I know I have been remiss in blogging (yet again), so I thought I'd share with you the opening of the project I've just started working on. It's called HONOR AMONG THIEVES and it is about two girls - Risa Nassar and Gianna Agnello - living in Venice in the 19th century, and stealing magical objects from elite Venetians and careless tourists, until one day they steal something very powerful from exactly the wrong person.
It starts out like this, and I hope you're intrigued!
They’d named her Il Ragno because they’d all assumed such feats of daring could only be accomplished by a grown man, not a wiry girl of seventeen years. But she did not object to the title; that very assumption that Venice’s greatest thief was a man only allowed her all the more freedom. No one would suspect the small, dark-skinned girl in her cloak of shadows, not when they were looking for someone else entirely.
No one suspected her that night either, when the mist from the sea muted the moonlight shining on the canals, when the city slept soundly in its crumbling glory. As quietly and quickly as the spider she’d been named for, the girl skittered over the roofs of the palazzi until she’d settled on the one she’d chosen.

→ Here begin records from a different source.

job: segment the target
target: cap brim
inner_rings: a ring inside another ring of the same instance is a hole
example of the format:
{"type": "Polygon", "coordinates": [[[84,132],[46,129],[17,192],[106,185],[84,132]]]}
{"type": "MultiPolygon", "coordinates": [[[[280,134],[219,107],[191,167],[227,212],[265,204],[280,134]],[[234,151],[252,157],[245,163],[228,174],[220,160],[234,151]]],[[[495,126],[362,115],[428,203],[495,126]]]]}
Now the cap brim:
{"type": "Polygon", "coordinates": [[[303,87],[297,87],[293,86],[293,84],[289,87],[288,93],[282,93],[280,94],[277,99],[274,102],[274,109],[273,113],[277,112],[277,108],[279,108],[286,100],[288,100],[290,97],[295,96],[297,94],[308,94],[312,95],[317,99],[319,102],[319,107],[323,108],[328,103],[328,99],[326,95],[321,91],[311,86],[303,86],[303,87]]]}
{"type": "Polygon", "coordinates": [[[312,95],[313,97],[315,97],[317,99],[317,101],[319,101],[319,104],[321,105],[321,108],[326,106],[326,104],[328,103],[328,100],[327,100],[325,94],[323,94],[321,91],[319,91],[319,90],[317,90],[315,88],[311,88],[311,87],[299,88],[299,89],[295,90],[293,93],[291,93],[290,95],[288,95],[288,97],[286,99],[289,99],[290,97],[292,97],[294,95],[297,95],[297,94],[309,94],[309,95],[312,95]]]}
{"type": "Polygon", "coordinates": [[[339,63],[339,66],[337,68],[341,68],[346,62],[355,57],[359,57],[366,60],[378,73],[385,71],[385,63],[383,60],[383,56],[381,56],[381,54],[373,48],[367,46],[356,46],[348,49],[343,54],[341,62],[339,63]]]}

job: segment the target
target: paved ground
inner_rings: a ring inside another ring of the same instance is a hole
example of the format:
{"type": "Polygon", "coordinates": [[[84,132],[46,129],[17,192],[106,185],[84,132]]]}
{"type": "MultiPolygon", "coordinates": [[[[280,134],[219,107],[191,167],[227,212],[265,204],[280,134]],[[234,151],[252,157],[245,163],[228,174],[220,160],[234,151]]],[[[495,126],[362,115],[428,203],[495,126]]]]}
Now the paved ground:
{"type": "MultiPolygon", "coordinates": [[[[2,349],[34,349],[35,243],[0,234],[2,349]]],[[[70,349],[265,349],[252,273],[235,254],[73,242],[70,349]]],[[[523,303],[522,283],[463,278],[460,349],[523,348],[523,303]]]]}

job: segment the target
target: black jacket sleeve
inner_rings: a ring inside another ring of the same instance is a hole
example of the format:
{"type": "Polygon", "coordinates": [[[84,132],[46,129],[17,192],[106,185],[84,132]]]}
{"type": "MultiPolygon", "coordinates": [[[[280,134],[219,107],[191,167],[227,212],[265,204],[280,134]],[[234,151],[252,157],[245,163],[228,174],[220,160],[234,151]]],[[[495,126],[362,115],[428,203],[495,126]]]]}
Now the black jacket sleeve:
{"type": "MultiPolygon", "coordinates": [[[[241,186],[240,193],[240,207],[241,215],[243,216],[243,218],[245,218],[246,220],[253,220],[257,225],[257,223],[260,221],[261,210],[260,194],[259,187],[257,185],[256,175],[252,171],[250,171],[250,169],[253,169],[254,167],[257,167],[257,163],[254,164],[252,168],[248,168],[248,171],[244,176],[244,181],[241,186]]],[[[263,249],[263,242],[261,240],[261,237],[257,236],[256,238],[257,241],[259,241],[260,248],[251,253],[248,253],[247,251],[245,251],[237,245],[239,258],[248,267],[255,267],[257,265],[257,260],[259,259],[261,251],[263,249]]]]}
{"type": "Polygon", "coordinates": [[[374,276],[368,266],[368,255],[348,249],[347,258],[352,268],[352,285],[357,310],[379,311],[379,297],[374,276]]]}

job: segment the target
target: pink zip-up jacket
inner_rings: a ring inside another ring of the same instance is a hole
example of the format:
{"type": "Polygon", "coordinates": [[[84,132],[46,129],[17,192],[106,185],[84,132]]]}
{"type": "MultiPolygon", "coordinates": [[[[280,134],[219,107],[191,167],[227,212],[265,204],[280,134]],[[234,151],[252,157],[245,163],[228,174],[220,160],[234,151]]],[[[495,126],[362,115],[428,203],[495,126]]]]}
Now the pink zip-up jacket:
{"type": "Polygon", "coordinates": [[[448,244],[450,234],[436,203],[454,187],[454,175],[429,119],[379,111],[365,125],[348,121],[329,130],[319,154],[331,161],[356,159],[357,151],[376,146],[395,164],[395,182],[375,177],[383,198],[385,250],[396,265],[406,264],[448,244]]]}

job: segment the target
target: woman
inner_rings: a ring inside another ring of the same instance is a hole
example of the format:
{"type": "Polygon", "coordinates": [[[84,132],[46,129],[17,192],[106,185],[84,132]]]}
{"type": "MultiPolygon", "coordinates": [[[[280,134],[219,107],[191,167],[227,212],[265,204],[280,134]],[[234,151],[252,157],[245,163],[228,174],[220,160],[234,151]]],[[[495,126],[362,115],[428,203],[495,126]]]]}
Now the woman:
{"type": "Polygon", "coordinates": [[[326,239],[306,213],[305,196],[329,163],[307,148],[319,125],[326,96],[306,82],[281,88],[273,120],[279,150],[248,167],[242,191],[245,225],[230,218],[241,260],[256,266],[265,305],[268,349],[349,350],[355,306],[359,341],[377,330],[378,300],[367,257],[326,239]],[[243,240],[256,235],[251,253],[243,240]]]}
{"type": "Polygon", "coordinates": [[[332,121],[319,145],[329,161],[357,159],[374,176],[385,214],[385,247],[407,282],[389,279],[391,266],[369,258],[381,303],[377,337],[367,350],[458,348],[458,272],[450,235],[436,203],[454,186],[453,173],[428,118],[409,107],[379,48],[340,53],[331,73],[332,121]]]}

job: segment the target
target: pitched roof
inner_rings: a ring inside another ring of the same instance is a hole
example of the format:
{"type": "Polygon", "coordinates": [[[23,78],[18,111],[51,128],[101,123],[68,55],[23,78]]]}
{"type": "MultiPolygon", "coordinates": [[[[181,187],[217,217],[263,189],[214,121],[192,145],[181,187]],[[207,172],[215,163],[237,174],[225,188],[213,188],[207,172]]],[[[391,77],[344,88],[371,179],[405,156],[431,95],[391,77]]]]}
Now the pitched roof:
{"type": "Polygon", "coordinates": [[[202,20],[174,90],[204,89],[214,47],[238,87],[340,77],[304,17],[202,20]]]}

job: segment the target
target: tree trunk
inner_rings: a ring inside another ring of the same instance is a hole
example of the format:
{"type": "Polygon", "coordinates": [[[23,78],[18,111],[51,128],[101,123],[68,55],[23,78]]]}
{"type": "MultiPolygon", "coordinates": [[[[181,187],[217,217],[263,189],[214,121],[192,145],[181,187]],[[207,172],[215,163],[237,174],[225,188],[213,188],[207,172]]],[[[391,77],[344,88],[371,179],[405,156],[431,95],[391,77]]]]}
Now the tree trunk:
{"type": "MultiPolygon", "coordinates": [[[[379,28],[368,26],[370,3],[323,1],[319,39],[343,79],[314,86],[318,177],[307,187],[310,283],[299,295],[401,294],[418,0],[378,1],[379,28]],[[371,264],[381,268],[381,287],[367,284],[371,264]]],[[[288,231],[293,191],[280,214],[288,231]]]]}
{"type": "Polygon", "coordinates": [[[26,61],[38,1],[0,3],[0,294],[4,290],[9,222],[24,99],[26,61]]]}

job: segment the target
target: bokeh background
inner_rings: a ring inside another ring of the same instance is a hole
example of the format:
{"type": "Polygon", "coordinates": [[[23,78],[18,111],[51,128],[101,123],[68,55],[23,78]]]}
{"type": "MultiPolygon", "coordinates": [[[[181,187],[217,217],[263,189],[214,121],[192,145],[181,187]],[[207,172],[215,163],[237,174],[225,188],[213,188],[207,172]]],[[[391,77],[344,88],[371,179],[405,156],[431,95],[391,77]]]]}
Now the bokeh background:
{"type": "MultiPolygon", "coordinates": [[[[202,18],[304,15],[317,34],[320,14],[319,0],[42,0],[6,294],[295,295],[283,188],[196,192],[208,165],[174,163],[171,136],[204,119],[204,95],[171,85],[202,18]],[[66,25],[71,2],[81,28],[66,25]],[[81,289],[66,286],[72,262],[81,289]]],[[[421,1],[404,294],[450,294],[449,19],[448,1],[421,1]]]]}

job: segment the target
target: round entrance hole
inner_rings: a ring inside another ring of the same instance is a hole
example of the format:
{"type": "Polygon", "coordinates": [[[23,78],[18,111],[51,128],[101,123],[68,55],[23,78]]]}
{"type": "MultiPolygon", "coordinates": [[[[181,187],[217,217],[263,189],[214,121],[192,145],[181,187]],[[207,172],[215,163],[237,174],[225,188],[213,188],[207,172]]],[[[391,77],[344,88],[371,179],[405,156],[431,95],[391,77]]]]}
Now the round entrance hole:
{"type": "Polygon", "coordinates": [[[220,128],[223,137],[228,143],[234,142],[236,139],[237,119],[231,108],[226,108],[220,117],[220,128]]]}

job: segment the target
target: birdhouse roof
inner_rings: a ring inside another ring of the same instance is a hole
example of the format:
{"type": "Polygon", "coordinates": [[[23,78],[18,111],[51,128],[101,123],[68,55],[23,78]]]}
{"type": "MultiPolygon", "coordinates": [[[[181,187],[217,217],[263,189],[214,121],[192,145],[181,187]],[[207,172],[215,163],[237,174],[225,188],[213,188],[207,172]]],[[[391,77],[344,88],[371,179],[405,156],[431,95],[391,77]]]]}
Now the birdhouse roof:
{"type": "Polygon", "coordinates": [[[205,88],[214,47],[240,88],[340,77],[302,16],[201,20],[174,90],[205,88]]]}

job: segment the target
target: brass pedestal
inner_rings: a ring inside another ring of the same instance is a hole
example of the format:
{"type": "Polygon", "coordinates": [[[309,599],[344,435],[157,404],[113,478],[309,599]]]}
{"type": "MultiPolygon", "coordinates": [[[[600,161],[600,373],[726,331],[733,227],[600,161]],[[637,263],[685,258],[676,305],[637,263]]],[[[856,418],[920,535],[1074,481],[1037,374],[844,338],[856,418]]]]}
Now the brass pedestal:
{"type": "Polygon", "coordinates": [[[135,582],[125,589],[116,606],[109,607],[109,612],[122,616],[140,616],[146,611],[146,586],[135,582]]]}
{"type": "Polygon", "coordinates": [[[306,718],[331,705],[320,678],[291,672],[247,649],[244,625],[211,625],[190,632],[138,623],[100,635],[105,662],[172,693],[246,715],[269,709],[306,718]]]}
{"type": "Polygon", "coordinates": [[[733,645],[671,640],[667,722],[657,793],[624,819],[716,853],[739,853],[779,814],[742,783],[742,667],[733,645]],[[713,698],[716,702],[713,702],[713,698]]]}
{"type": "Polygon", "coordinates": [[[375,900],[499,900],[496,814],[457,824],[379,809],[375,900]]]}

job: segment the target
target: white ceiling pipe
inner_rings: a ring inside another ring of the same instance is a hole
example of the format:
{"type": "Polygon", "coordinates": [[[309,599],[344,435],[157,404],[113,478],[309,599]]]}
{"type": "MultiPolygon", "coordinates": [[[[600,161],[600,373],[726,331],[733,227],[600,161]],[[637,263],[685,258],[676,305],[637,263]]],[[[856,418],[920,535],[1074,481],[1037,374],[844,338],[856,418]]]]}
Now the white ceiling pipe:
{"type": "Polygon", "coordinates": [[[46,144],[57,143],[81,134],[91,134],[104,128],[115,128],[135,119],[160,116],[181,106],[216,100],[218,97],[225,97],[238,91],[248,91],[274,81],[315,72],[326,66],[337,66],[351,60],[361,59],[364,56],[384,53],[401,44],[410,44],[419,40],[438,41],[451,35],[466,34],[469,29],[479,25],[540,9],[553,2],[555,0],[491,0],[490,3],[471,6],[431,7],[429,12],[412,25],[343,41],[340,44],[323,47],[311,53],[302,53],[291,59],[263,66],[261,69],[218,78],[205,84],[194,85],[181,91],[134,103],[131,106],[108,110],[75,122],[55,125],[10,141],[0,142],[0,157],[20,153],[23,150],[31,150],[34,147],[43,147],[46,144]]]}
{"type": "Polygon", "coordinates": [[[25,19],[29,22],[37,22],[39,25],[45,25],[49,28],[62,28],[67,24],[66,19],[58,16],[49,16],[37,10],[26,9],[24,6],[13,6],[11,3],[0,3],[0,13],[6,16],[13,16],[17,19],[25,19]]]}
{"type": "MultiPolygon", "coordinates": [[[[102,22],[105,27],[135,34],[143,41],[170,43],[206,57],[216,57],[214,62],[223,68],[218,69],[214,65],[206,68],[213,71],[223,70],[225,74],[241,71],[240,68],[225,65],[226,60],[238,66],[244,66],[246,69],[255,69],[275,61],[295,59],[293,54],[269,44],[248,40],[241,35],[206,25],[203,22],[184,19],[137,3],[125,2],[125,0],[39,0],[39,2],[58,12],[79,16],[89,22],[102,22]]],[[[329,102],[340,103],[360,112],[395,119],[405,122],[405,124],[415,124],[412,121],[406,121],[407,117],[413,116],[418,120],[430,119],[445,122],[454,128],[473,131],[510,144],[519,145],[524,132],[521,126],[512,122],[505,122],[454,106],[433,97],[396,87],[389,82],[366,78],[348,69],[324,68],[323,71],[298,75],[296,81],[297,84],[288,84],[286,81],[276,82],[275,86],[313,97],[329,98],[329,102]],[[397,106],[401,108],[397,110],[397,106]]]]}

Il Ragno climbed down the elaborate façade of the palazzo, her hands sure against the small niches and curled ornamentations. A smile pressed the corner of her mouth against the black mask fitted over her face when she saw the window swinging open, the curtain billowing in the salty sea breeze. This was going to be simpler even than she had anticipated.
She crept inside, her well-worn leather boots silent against the marble floors. The object she sought was meant to be displayed within easy reach, and there it was, settled on a table without even a bell jar to keep it safe. Don Fransisco must truly be a proud, foolish man indeed to display such a valuable scrying mirror for all the world to see.
For the fingers of Il Ragno to take.
She closed her fingers around her prize, when a sudden loud footfall caught her attention. A servant boy stood in the doorway, struggling to light a candle and still hold a knife pointed in her direction.
“Don’t move,” he stammered. “Stay where you are.”
But the girl smiled beneath her mask, and she bowed low to the boy, tucking the mirror safely inside her tunic as she did. And then she grasped the edge of her shadow-cloak, pulling it sharply up over her head.
And Il Ragno vanished into the night as silently as she’d come, leaving the boy to stare at the space where she’d been and the empty table that had once held his master’s mirror.